In a project in my previous job, I used a product that provides TCL as an extensible API for users. TCL is pretty good and easy to extend, but when you write a bigger script, things become terrible. Also, according to my personal experience, the biggest weakness of TCL is that it cannot evaluate expressions. You have to call ‘expr’ command to evaluate anything, which is pretty troublesome. It’s flow control is also kind of ugly. So Richard Stallman published an article “Why you should not use Tcl” long time ago, said that one should avoid TCL when choosing an extension language:
As interest builds in extensible application programs and tools, and some programmers are tempted to use Tcl, we should not forget the lessons learned … a language for extensions should not be a mere “extension language”. It should be a real programming language, designed for writing and maintaining substantial programs … Extensions are often large, complex programs in their own right, and the people who write them deserve the same facilities that other programmers rely on.

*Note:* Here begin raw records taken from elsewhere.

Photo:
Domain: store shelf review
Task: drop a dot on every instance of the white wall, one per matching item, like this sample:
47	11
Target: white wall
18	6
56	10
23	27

I couldn’t agree more. But I don’t like Python for it restricts you to add certain number of tabs in front of every line… It’s also a pain to integrate Python with C++ or Java code. I don’t like JavaScript (Rhino) either. Since I got some time lately, I decided to write an interpreter to use as an embedded language tool in the future… I chose BASIC as the prototype, for it was the first programming language I learned long time ago. The previously finished expression evaluator was also for this project.
After some work, I finished the main part of it. It can be downloaded here as an executable: mybasic.zip. (Please use Winzip or Winrar to unzip it. Or, here are the unzipped files: mybasic.exe, readme in English, Chinese and Japanese.
The current form of it is a command line tool to interprete BASIC programs or evaluate expressions. It writes the result to stdout and returns 0. When error occurs, it writes error message to stderr, and returns 1.
This is version 0.6, without array & datetime support yet. Since the initial purpose of this is to make an embedded language interpreter, I simplified the BASIC syntax to only keep the important parts (and also borrowed some new stuffs from Visual Basic).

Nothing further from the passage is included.